Published on December 1, 2012 at 4:00 AM · No Comments

Surgical teams at Cedars-Sinai have reduced surgical site infections by more than 60 percent for patients who undergo colorectal procedures by introducing evidence-based protocols that are easy to follow and relatively low in cost.

Surgeons, nurses, operating room staff and patients all collaborated in a quality improvement project that measured surgical site infection rates from March 2011 to March 2012. Several new steps were introduced to guard against infections, and these have now been expanded and standardized throughout the hospital.

"This work marks a significant step toward achieving Cedars-Sinai's goal of zero hospital-acquired infections," said Rekha Murthy, MD, director of Hospital Epidemiology. "It represents the first of several projects to eliminate post-op infections."

The new approach modified or optimized past practices:

•Patients used chlorhexidine antiseptic solution to shower the evening and morning before surgery.

•Surgical teams prepared operative sites with a sterile chlorhexidine and alcohol antiseptic solution prior to surgery. After surgery, patients were bathed with chlorhexidine wipes daily.

•Antibiotics used immediately prior to surgery were standardized, allowing only those from a short list of appropriate alternatives. For operations lasting more than four hours, a second dose of antibiotics was administered to reduce infection risk.

•Use of wound protectors was encouraged to reduce contamination of the skin while handling the intestines.

•After completing the contaminated portion of colorectal procedures, members of surgical teams changed to new gowns and gloves, used new instruments, and re-draped operative sites with sterile covers. This reduced contamination of the abdomen and skin during surgical closing procedures.

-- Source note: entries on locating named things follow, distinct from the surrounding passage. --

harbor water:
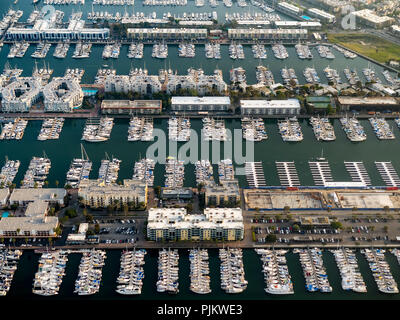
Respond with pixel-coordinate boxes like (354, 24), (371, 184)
(0, 119), (400, 187)
(4, 249), (400, 301)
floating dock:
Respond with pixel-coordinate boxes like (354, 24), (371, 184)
(245, 162), (266, 188)
(344, 161), (371, 186)
(375, 161), (400, 187)
(275, 161), (300, 187)
(308, 161), (333, 186)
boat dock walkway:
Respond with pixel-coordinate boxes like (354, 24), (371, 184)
(245, 162), (266, 188)
(308, 161), (333, 186)
(375, 161), (400, 187)
(344, 161), (371, 186)
(275, 161), (300, 187)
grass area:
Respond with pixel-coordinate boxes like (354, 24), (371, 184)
(328, 33), (400, 63)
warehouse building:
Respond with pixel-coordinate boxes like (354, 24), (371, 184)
(205, 179), (240, 206)
(240, 99), (300, 116)
(5, 19), (110, 41)
(43, 78), (83, 112)
(307, 8), (336, 23)
(274, 21), (322, 30)
(101, 100), (162, 115)
(78, 179), (147, 208)
(351, 9), (395, 29)
(147, 208), (244, 241)
(127, 28), (208, 40)
(228, 28), (308, 40)
(171, 97), (231, 112)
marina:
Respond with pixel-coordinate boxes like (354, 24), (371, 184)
(251, 44), (267, 59)
(275, 161), (300, 187)
(218, 159), (235, 181)
(331, 248), (367, 293)
(195, 160), (214, 185)
(32, 250), (68, 296)
(202, 117), (228, 141)
(308, 161), (333, 186)
(303, 68), (321, 83)
(256, 66), (275, 87)
(310, 116), (336, 141)
(281, 68), (299, 86)
(340, 116), (367, 142)
(294, 43), (314, 59)
(152, 42), (168, 59)
(157, 249), (179, 294)
(255, 249), (294, 295)
(229, 42), (244, 60)
(219, 248), (248, 293)
(165, 157), (185, 188)
(132, 159), (156, 187)
(116, 249), (147, 295)
(128, 42), (144, 59)
(21, 155), (51, 189)
(205, 43), (221, 59)
(0, 250), (22, 297)
(189, 249), (211, 294)
(81, 117), (114, 142)
(53, 42), (70, 59)
(98, 154), (121, 185)
(344, 161), (371, 186)
(128, 117), (154, 141)
(272, 44), (289, 60)
(293, 248), (332, 293)
(74, 249), (106, 296)
(369, 116), (395, 140)
(72, 42), (92, 59)
(0, 157), (21, 188)
(375, 161), (400, 187)
(245, 162), (266, 188)
(168, 117), (190, 142)
(361, 249), (399, 293)
(241, 117), (268, 141)
(278, 117), (303, 142)
(0, 118), (28, 140)
(38, 118), (64, 141)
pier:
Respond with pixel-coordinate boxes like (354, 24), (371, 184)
(308, 161), (333, 186)
(344, 161), (371, 186)
(375, 161), (400, 187)
(245, 162), (266, 188)
(275, 161), (300, 187)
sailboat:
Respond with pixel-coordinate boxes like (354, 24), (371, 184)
(316, 149), (326, 161)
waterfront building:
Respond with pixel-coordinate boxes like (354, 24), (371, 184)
(164, 68), (228, 95)
(9, 188), (67, 206)
(101, 100), (162, 115)
(390, 25), (400, 36)
(5, 14), (110, 41)
(228, 28), (308, 41)
(171, 96), (231, 112)
(274, 21), (322, 30)
(240, 99), (300, 115)
(276, 2), (303, 16)
(337, 96), (400, 111)
(204, 179), (240, 206)
(127, 28), (208, 40)
(1, 77), (41, 112)
(78, 179), (147, 208)
(0, 200), (58, 238)
(0, 188), (10, 207)
(351, 9), (395, 29)
(43, 78), (83, 112)
(103, 70), (161, 94)
(147, 208), (244, 241)
(307, 8), (336, 23)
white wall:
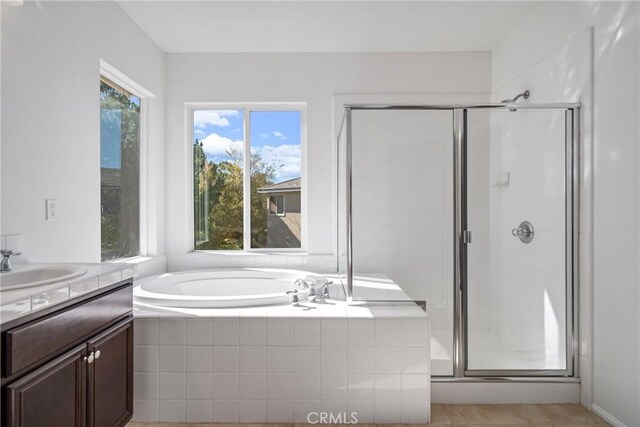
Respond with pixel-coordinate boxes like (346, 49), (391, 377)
(492, 2), (640, 426)
(166, 52), (490, 262)
(1, 2), (164, 262)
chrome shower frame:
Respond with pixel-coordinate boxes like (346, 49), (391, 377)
(336, 102), (581, 381)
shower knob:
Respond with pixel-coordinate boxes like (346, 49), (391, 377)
(511, 221), (535, 244)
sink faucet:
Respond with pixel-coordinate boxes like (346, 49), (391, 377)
(0, 249), (22, 273)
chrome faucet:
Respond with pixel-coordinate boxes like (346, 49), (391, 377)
(0, 249), (22, 273)
(295, 279), (318, 299)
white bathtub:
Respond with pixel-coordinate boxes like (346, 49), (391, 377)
(133, 268), (326, 308)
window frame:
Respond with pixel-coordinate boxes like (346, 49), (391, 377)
(98, 59), (155, 263)
(185, 102), (308, 254)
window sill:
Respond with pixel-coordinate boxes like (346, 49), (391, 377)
(104, 255), (167, 279)
(191, 249), (310, 256)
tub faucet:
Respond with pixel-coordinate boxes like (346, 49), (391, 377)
(0, 249), (22, 273)
(295, 279), (317, 298)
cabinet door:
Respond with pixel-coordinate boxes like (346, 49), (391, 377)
(6, 346), (86, 427)
(87, 319), (133, 427)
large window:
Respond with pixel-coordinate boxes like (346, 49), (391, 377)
(192, 107), (302, 250)
(100, 79), (140, 261)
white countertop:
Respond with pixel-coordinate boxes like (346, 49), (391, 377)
(0, 263), (134, 323)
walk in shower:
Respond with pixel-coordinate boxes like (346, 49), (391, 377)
(337, 100), (580, 377)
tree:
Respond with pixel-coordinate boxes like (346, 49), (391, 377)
(194, 140), (281, 249)
(100, 82), (140, 261)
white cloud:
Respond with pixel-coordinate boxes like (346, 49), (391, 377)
(273, 130), (287, 139)
(257, 144), (301, 181)
(193, 110), (240, 128)
(202, 133), (242, 158)
(201, 133), (301, 182)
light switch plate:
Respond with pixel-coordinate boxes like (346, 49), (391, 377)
(47, 199), (58, 221)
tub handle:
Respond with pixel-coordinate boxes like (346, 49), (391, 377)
(287, 289), (300, 305)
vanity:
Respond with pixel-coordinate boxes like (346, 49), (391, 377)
(0, 264), (133, 427)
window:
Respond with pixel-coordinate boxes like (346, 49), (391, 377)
(269, 194), (284, 216)
(191, 107), (302, 250)
(100, 78), (140, 261)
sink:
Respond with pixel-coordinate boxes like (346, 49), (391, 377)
(0, 264), (87, 291)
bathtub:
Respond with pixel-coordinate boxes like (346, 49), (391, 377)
(133, 268), (327, 308)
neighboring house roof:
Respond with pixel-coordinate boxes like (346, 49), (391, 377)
(258, 177), (300, 194)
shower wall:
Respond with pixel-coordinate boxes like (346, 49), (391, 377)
(352, 110), (453, 375)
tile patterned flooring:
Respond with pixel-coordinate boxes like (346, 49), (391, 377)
(127, 404), (608, 427)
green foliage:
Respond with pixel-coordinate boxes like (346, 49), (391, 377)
(193, 140), (279, 250)
(100, 82), (140, 261)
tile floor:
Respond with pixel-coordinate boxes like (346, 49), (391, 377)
(127, 404), (607, 427)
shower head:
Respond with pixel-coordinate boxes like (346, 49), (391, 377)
(502, 90), (530, 112)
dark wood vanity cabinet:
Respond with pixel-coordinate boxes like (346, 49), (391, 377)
(87, 320), (133, 427)
(5, 346), (86, 427)
(2, 282), (133, 427)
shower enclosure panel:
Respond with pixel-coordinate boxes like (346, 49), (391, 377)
(336, 100), (580, 377)
(464, 108), (575, 375)
(338, 110), (454, 375)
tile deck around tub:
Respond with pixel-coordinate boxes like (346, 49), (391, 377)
(134, 303), (430, 423)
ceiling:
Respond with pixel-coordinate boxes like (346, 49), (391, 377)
(118, 0), (539, 53)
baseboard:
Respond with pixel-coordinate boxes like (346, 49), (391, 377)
(591, 403), (627, 427)
(431, 382), (580, 404)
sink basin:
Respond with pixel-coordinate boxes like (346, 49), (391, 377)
(0, 264), (87, 291)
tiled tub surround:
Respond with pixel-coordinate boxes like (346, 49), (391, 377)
(0, 263), (134, 323)
(134, 303), (430, 423)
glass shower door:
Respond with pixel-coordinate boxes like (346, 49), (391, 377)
(464, 108), (573, 376)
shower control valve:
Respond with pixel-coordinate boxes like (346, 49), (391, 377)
(511, 221), (535, 244)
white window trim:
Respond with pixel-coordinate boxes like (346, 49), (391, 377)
(185, 102), (308, 254)
(100, 59), (156, 262)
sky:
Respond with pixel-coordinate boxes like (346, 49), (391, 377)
(193, 110), (301, 182)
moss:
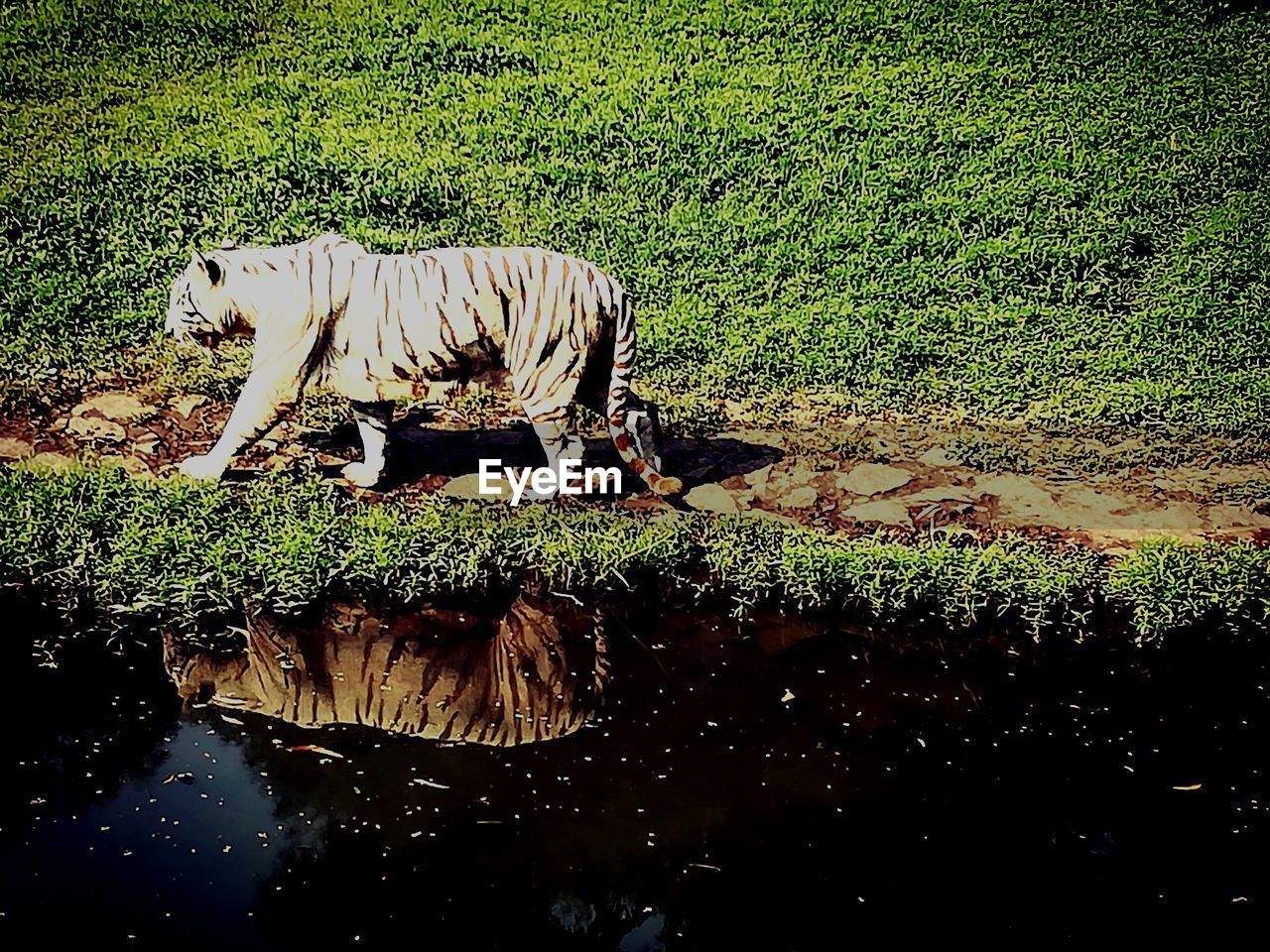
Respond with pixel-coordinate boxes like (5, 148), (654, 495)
(0, 468), (1270, 640)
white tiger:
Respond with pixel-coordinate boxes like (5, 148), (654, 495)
(165, 235), (684, 495)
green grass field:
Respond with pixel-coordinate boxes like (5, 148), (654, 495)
(0, 0), (1270, 638)
(0, 0), (1270, 430)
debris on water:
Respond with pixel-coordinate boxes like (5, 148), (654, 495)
(287, 744), (344, 761)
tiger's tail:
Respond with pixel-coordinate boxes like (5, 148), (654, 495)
(607, 290), (684, 496)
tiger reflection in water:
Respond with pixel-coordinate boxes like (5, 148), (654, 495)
(164, 598), (608, 747)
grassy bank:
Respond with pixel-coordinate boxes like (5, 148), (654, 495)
(0, 470), (1270, 641)
(0, 0), (1270, 430)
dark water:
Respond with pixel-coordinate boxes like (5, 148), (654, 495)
(0, 603), (1270, 952)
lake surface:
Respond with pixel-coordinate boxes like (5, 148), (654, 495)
(0, 599), (1270, 952)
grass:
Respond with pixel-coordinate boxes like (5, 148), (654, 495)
(0, 0), (1270, 431)
(0, 0), (1270, 639)
(10, 468), (1270, 643)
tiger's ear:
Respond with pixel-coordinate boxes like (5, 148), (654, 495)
(193, 249), (225, 285)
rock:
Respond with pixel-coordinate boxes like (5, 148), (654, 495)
(71, 394), (158, 420)
(22, 453), (75, 473)
(133, 432), (163, 453)
(745, 509), (803, 527)
(974, 473), (1054, 516)
(441, 472), (508, 504)
(837, 463), (913, 496)
(0, 436), (36, 459)
(917, 447), (961, 467)
(66, 416), (128, 443)
(776, 486), (820, 509)
(101, 456), (154, 480)
(899, 486), (979, 505)
(743, 466), (772, 494)
(838, 499), (912, 526)
(168, 394), (210, 416)
(684, 482), (742, 513)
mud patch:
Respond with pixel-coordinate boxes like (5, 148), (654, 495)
(0, 390), (1270, 554)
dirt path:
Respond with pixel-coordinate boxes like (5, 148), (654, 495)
(0, 390), (1270, 553)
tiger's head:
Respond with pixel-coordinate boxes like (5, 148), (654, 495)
(164, 241), (245, 350)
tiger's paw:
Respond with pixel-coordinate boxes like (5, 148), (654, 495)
(177, 454), (225, 482)
(340, 463), (384, 489)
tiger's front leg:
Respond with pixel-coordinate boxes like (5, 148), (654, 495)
(179, 366), (304, 480)
(341, 400), (393, 486)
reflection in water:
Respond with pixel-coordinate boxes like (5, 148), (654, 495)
(164, 597), (607, 747)
(0, 599), (1270, 952)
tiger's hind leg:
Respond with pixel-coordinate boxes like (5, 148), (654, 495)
(343, 400), (393, 486)
(513, 368), (583, 499)
(623, 394), (662, 472)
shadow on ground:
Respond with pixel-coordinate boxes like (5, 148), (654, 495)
(301, 413), (784, 496)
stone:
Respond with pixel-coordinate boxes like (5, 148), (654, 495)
(899, 486), (979, 505)
(441, 472), (508, 504)
(974, 473), (1054, 516)
(168, 394), (210, 416)
(837, 463), (913, 496)
(684, 482), (742, 514)
(66, 416), (128, 443)
(917, 447), (961, 467)
(135, 432), (163, 453)
(744, 466), (772, 493)
(0, 436), (36, 459)
(101, 456), (154, 480)
(71, 394), (158, 420)
(23, 452), (75, 473)
(776, 486), (820, 509)
(838, 499), (912, 526)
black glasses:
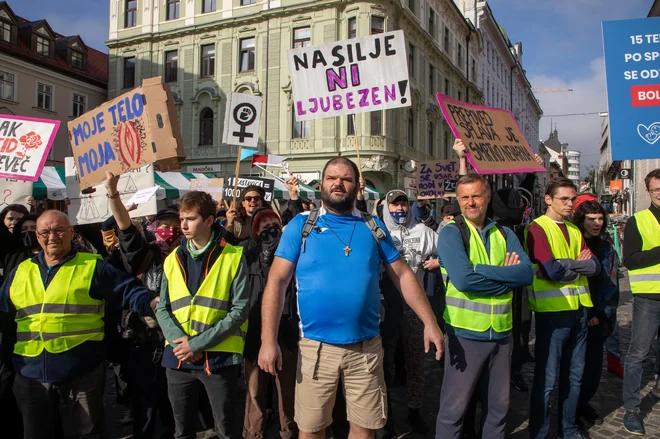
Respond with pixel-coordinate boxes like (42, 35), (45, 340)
(552, 197), (576, 204)
(37, 228), (69, 239)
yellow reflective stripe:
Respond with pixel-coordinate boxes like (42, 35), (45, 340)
(16, 303), (105, 318)
(170, 296), (191, 311)
(533, 287), (587, 299)
(193, 296), (229, 311)
(190, 320), (247, 337)
(446, 296), (512, 315)
(629, 274), (660, 282)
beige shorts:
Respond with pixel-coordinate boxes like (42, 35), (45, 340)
(295, 336), (387, 433)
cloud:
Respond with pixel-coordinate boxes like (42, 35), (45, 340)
(529, 57), (607, 177)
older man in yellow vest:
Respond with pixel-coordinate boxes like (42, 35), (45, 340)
(435, 174), (533, 439)
(623, 169), (660, 435)
(525, 179), (600, 439)
(156, 191), (250, 439)
(0, 210), (158, 438)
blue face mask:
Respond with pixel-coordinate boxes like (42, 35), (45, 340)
(390, 212), (408, 224)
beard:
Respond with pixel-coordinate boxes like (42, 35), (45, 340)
(321, 188), (356, 213)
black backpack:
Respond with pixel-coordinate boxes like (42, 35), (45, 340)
(302, 209), (387, 253)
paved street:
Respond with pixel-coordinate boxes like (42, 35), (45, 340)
(107, 277), (660, 439)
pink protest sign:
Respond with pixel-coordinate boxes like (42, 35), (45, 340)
(436, 93), (546, 174)
(0, 114), (60, 182)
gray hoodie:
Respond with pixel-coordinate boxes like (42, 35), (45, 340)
(383, 192), (438, 285)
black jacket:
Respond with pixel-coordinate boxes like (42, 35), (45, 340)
(241, 238), (299, 363)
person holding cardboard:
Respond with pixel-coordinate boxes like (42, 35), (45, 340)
(525, 179), (600, 439)
(436, 174), (533, 439)
(156, 191), (250, 439)
(259, 157), (442, 438)
(0, 210), (158, 439)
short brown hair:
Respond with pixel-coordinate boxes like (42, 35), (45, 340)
(644, 169), (660, 190)
(456, 174), (490, 195)
(545, 178), (577, 197)
(179, 191), (215, 219)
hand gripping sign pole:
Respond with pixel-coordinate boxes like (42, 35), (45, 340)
(351, 113), (362, 182)
(222, 93), (262, 206)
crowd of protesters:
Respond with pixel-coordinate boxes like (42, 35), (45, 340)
(0, 141), (660, 439)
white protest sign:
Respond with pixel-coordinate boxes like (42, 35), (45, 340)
(0, 114), (60, 182)
(288, 31), (410, 121)
(126, 186), (160, 206)
(222, 93), (262, 148)
(0, 178), (33, 211)
(64, 157), (158, 225)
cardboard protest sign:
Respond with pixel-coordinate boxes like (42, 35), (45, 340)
(0, 114), (60, 182)
(288, 31), (410, 121)
(68, 77), (185, 189)
(222, 177), (275, 203)
(190, 178), (225, 203)
(603, 17), (660, 160)
(436, 93), (546, 174)
(0, 178), (33, 211)
(417, 160), (460, 200)
(64, 157), (158, 225)
(222, 93), (263, 148)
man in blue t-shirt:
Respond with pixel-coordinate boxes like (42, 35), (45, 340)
(259, 157), (443, 439)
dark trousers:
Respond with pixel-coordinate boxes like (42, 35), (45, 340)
(623, 296), (660, 410)
(529, 308), (587, 439)
(0, 361), (23, 438)
(128, 343), (174, 439)
(243, 347), (298, 439)
(12, 363), (108, 439)
(167, 365), (241, 439)
(435, 335), (513, 439)
(578, 322), (607, 408)
(511, 288), (532, 372)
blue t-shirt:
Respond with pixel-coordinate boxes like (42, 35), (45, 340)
(275, 209), (399, 344)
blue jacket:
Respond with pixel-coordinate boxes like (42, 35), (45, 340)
(0, 249), (154, 384)
(438, 218), (534, 341)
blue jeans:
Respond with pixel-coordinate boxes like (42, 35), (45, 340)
(623, 296), (660, 411)
(529, 308), (587, 439)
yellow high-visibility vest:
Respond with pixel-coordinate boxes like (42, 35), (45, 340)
(628, 209), (660, 294)
(525, 215), (594, 312)
(440, 221), (513, 332)
(9, 252), (105, 357)
(164, 244), (248, 354)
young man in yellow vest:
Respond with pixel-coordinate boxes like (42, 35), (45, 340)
(0, 210), (158, 439)
(435, 174), (533, 439)
(525, 179), (600, 439)
(156, 191), (250, 439)
(623, 169), (660, 435)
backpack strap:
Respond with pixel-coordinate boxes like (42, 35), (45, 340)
(301, 209), (319, 253)
(360, 212), (387, 245)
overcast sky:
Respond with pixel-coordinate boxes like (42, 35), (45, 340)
(9, 0), (653, 176)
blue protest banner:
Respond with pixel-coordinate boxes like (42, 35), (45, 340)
(603, 18), (660, 160)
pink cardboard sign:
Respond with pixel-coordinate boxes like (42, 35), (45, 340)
(0, 114), (60, 182)
(436, 93), (546, 174)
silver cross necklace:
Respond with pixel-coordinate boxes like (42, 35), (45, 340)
(326, 221), (357, 256)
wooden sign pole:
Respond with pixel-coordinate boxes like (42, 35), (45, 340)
(231, 145), (243, 209)
(351, 113), (362, 182)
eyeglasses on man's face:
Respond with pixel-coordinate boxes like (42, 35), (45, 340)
(552, 197), (577, 204)
(37, 228), (69, 239)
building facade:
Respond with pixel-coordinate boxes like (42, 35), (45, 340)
(107, 0), (482, 191)
(0, 2), (108, 165)
(454, 0), (543, 187)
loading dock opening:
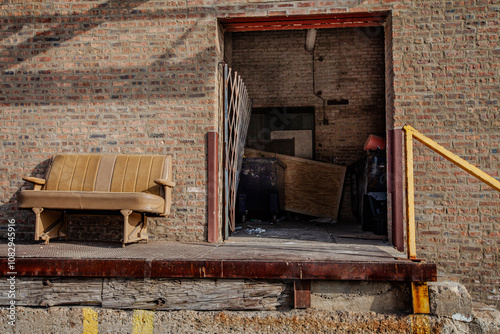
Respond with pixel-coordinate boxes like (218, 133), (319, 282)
(221, 12), (396, 245)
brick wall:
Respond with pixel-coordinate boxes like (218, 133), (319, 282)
(228, 27), (385, 222)
(0, 0), (500, 306)
(0, 1), (217, 240)
(231, 27), (385, 165)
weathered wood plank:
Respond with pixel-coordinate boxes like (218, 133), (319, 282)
(245, 148), (347, 220)
(102, 278), (291, 310)
(0, 277), (103, 306)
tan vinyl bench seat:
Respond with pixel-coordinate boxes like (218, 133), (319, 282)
(18, 154), (175, 245)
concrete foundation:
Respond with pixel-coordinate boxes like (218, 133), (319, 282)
(0, 307), (500, 334)
(311, 281), (412, 313)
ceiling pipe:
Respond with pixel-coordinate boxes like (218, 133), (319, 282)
(305, 29), (316, 52)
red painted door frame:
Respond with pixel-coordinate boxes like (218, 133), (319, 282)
(220, 11), (404, 251)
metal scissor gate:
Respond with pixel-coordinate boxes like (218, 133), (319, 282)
(223, 64), (252, 238)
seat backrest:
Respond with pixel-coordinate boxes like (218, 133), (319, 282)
(43, 154), (172, 195)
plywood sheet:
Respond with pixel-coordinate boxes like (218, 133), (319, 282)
(245, 148), (346, 220)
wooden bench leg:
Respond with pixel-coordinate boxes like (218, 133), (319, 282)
(120, 210), (148, 247)
(32, 208), (68, 245)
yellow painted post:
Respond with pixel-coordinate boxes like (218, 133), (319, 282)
(83, 307), (99, 334)
(403, 126), (417, 259)
(403, 125), (500, 191)
(411, 282), (431, 314)
(132, 310), (154, 334)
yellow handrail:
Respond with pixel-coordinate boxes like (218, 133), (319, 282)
(403, 125), (500, 259)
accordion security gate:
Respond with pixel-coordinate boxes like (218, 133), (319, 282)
(223, 64), (252, 239)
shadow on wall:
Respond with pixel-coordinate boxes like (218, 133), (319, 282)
(0, 0), (216, 239)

•The technique of daily wound probing was broadly applied in some cases of wounds considered to be at high risk for infection. This involved a simple and inexpensive daily process using cotton-tipped applicators (Q-tips) to release contaminated fluid trapped in wounds.

As a result of these steps and others, the rate of post-operative surgical site infections after colorectal surgeries dropped from a baseline of 15 percent to less than 5 percent within 6 months.